This is great advice. Thank you.


----------



## Msian (Apr 29, 2016)

NavyBuyer said:


> If you are concerned about your age, then finish your degree while you are in. Hell, the military will even pay for you to finish it.
> 
> On the flip side, there are plenty of people who have gone before you who were older and succeeded. There is a reason why many SOF units are comprised of men who are not 18 or 19 years old. Don't view your age as a weakness, but as a strength. Draw upon your life experiences to help you succeed and to help those around you who are younger and away from home for the first time.
> 
> As for being a riflemen? Why the fuck not? You want to be a Reconnaissance Marine but  not be an 0311? Do you know the difference between what they do? Have you spent anytime reading up on the difference between the two? I can point you to a lot of excellent men who were some of the best the Marine Corps had to offer who proudly served as just a rifleman.

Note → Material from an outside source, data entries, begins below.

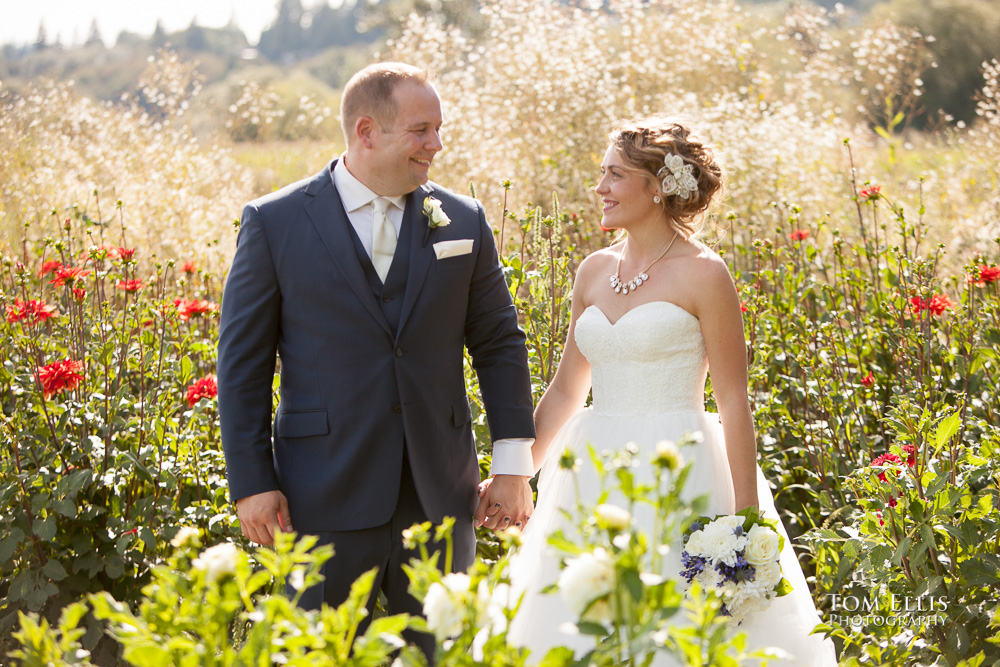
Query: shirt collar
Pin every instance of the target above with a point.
(353, 192)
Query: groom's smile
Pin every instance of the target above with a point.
(406, 149)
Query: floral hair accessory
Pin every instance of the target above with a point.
(677, 177)
(436, 217)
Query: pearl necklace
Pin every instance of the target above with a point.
(624, 288)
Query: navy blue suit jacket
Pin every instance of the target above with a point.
(352, 389)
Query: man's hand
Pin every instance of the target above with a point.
(504, 501)
(262, 515)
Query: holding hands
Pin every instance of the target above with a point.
(504, 501)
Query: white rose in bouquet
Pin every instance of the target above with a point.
(723, 538)
(217, 561)
(444, 604)
(586, 578)
(763, 545)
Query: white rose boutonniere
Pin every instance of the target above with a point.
(436, 217)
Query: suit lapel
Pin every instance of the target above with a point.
(420, 254)
(327, 214)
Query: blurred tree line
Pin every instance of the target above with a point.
(329, 43)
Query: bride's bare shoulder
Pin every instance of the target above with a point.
(602, 261)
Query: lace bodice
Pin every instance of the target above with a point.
(652, 360)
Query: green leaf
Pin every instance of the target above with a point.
(981, 570)
(559, 656)
(65, 506)
(148, 655)
(53, 569)
(45, 529)
(7, 547)
(946, 430)
(633, 584)
(593, 629)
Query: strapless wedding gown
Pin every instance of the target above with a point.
(648, 372)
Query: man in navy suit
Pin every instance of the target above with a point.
(369, 303)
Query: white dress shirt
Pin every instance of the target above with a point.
(511, 456)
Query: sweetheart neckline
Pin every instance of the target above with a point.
(632, 310)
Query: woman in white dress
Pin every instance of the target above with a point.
(651, 315)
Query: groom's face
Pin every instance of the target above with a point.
(403, 153)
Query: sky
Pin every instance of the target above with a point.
(71, 19)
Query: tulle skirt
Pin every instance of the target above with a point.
(787, 622)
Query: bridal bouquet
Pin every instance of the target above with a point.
(737, 556)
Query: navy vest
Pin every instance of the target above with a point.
(389, 295)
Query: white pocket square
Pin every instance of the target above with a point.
(452, 248)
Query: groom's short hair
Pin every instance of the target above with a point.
(370, 93)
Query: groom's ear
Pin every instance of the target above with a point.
(365, 129)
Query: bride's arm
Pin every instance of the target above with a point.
(725, 345)
(569, 388)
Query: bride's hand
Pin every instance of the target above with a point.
(504, 501)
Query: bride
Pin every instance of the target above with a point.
(651, 316)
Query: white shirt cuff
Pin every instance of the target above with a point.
(512, 456)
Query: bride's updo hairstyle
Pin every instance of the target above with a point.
(643, 145)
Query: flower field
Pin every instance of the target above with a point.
(866, 254)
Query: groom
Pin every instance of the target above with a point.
(369, 292)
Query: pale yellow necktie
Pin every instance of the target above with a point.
(383, 237)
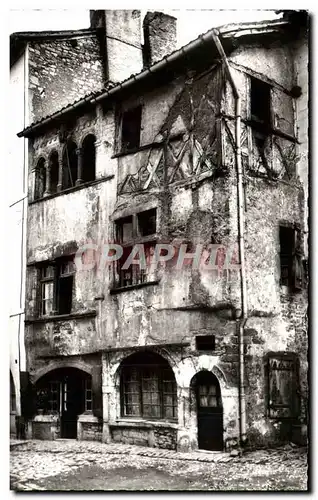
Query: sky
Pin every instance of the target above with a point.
(190, 23)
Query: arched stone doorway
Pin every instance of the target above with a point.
(66, 392)
(207, 392)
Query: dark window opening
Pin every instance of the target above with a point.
(47, 290)
(65, 286)
(148, 388)
(69, 165)
(88, 395)
(89, 159)
(205, 342)
(124, 229)
(147, 222)
(57, 282)
(260, 103)
(130, 133)
(291, 274)
(65, 391)
(131, 231)
(135, 274)
(283, 385)
(40, 180)
(54, 172)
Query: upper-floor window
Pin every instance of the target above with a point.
(69, 176)
(54, 172)
(138, 229)
(57, 282)
(89, 158)
(291, 274)
(260, 104)
(130, 129)
(40, 179)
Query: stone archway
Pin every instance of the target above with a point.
(207, 401)
(61, 396)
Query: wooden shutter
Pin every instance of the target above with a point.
(97, 391)
(297, 261)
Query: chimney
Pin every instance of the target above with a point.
(123, 43)
(160, 36)
(120, 38)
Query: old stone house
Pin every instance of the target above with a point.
(197, 148)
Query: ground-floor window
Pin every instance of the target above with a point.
(282, 385)
(148, 387)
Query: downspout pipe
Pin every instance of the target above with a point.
(241, 220)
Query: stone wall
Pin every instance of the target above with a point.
(145, 434)
(61, 72)
(91, 431)
(194, 189)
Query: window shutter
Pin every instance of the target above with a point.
(283, 112)
(97, 391)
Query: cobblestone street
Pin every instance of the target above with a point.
(78, 465)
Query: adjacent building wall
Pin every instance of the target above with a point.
(16, 244)
(63, 71)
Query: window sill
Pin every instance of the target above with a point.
(73, 189)
(121, 289)
(61, 317)
(129, 422)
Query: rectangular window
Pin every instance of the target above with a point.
(205, 342)
(54, 397)
(130, 129)
(56, 283)
(132, 231)
(148, 392)
(47, 290)
(147, 222)
(88, 395)
(132, 406)
(260, 103)
(283, 397)
(125, 229)
(290, 257)
(65, 286)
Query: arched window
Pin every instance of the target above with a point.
(89, 158)
(54, 171)
(40, 179)
(148, 387)
(69, 165)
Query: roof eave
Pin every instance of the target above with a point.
(226, 32)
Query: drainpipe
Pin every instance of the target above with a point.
(240, 197)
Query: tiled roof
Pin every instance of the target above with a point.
(226, 32)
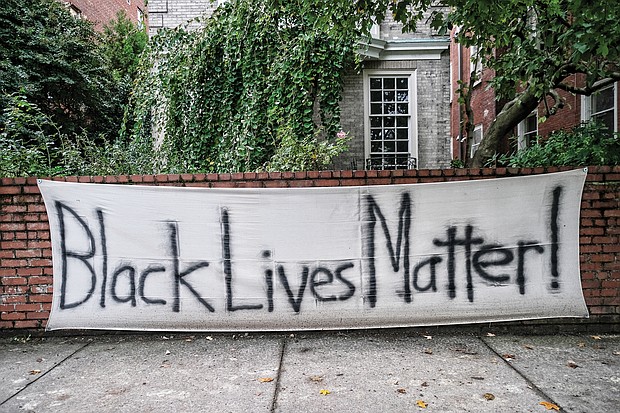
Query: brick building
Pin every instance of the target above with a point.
(577, 109)
(397, 110)
(102, 11)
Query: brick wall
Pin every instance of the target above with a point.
(25, 248)
(101, 12)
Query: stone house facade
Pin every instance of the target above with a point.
(101, 12)
(397, 110)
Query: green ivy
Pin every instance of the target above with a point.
(229, 95)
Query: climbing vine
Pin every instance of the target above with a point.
(221, 97)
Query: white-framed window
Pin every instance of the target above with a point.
(527, 131)
(476, 139)
(140, 18)
(603, 107)
(390, 120)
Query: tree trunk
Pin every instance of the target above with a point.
(509, 117)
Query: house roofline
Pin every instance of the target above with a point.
(403, 49)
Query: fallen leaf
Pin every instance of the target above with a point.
(550, 406)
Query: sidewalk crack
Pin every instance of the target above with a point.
(45, 373)
(530, 383)
(276, 392)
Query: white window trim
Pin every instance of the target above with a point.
(413, 108)
(586, 107)
(474, 146)
(475, 64)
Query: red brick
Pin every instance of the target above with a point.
(39, 315)
(41, 298)
(14, 281)
(37, 226)
(27, 253)
(7, 226)
(12, 316)
(14, 245)
(300, 183)
(14, 263)
(24, 308)
(10, 190)
(592, 231)
(327, 182)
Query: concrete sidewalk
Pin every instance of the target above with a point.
(402, 370)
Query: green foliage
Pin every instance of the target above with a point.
(587, 144)
(308, 153)
(230, 95)
(53, 60)
(122, 43)
(48, 152)
(533, 48)
(63, 89)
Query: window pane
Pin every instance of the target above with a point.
(531, 124)
(375, 83)
(606, 118)
(604, 100)
(389, 96)
(389, 83)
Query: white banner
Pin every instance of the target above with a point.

I am afraid you may have misconstrued something in my post. I hav no problems serving as a riflemam. In fact the fact that I cant enlist as an 0311 makes me nervous. I would be proud to be a rifleman.


----------



## Msian (Apr 29, 2016)

8654Maine said:


> (1)  If the UZ contract existed during my time, I'd pick that.
> (2)  Despite (1), I learned some valuable  lessons as a 0311 and 0352.  This made me a better 0321/8654.  In fact, when I screened for Force, they wanted experienced Marines, not boots.
> (3)  Do not let age limit your desire.  The best shape was during my 30, early 40's.  Recovery time will suffer.
> (4)  Do not let anyone else determine what you CAN'T do.  Only YOU can prevent you from reaching your dreams.  Unless you are soup sandwich from the get go...then no amount of desire is going to help and you might as well wear a dress and go back to the Navy.


Thank you for your input. It is invaluable. Dont worry I have no intentions of wearing a dress again lol.


----------



## Msian (Apr 29, 2016)

The Hate Ape said:


> Choose the career you want to begin now and not a profession that you perceive as a stepping stone or an outstanding pedigree to another unit be it Recon or MARSOC. The idea of candidates doing such a thing for the long-shot at any unit is silly and all too common.
> 
> No selection screener is going to desire a candidate that is unsuccessful in their current MOS. Pick a job for you and do it to the best of your abilities, when the time is right and if you're still certain about your decision - you will know and the people you need in your corner will back you up.
> 
> ...


I understand. Thank you for your insight.


----------



## Msian (Apr 29, 2016)

Teufel said:


> Try out for recon and don't quit.  I graduated BRC at 27 or 28.


Thank you for the boost. Dont quit is always the best advice you can get.


----------



## AWP (Apr 29, 2016)

How did we get a new guy with humility? He's supposed to tell us to fuck off when we tell him something counter to his belief system or preconceived ideas. They don't EVER listen.

"Hey man, you should do xxxxx."
"Whargarbl!!!!!!!!! Fuck off!!!!!!!!!!!"

I need to drink more.


----------



## dmcgill (Apr 30, 2016)

Msian said:


> Im sorry to post again, but I fealt the need to clarify, I stated the above misguided comment under the belief that MARSOC usually selects applicants with experience in the Recon community.  So is this a fabrication? Im sorry Im ill informed, but thats what I kept reading around the web. Thank you again.



When MARSOC was stood up it drew from Recon. 10 years later there are guys from every background in the fleet Marine Corps serving on the MSOTs.


----------



## Msian (Apr 30, 2016)

dmcgill said:


> When MARSOC was stood up it drew from Recon. 10 years later there are guys from every background in the fleet Marine Corps serving on the MSOTs.


Oooh I see what you are saying. I did not mean any offense by that. I had just been misunderstood at the time about how MARSOC worked at the time I wrote that post. Thank you however for the lesson.


----------